Girl Meets Devil 〜その[〜-3
「恭夜が3匹…私は7匹…ということは♪」
「くっ……俺の負けだ…」
ほら、負ける気がしないって言ったじゃん♪
みんなもこの流れからすると私が負けると思ったでしょ?まだまだ甘いなぁ。
私は金魚掬いで勝負して負けたことはない!!
「…と言う事で恭夜、約束は覚えてるよねぇ〜♪」
「…何が望みだ…」
「じゃあねぇ…クレープ買ってきて♪」
「…また、食い物か……まあいい、承知した…」
「ダッシュでね〜♪」
「う〜ん…おいひぃ♪」
「口に入れたまま、喋るな。行儀が悪い。」
恭夜は少しふて腐れている。
結構、負けず嫌いだからなぁ…
「茜…クリームがついてるぞ。」
「えっ…何処?」
「口許だ。
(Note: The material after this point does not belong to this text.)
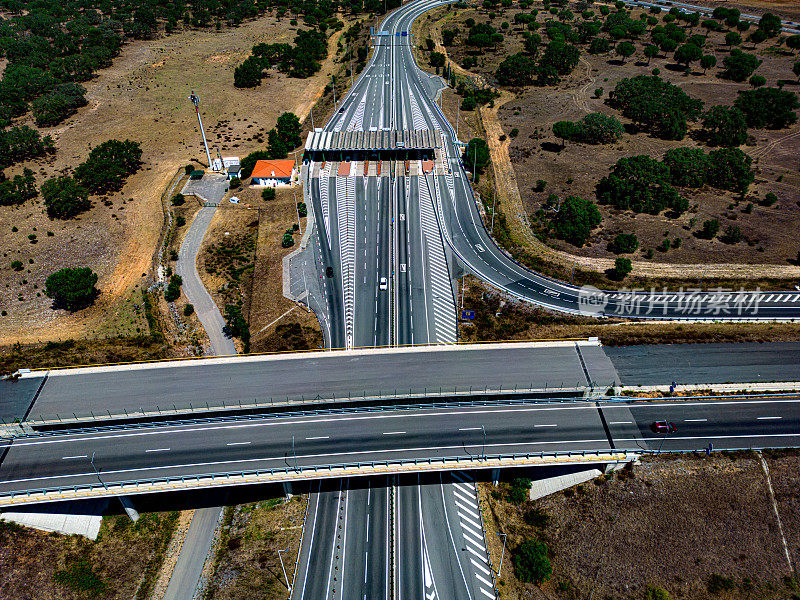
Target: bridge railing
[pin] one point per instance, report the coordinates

」
そう言うと私が拭うより早く恭夜の指が私の唇をなぞる。
ただ…唇に指が触れただけなのに身体中に電気の様な何かが流れ、私の心臓は勢いよく動き出す。
「えっ…あっ……」
「…もう少しきれいに食べろ。…どうした、キスみたいに舐め取った方がよかったか♪」
「そ、そんな訳…ないじゃん!!」
口では否定をするけど実はあの瞬間…キスされるんじゃないかと思った自分がいた。
恭夜はそんな気持ちを見透かす様にくっくっと笑っている。
「それより時間はいいのか?」
何の時間?
「そろそろ8時だぞ。花火が上がるんじゃないのか?」
あっ…そうだった。
「で、何処から見るんだ?」
「ふっふっふ…いい場所があるんだ♪ちょっと着いて来て!」
「いい場所と言うのは此所か?」
「うん……去年までは………」
私が案内した場所、それは去年のお祭りで見つけた神社の裏手にある崖下だったのだが……
「塞がれているな。」
そう…いつの間にかその穴場には転落防止用の柵が取り付けられていた。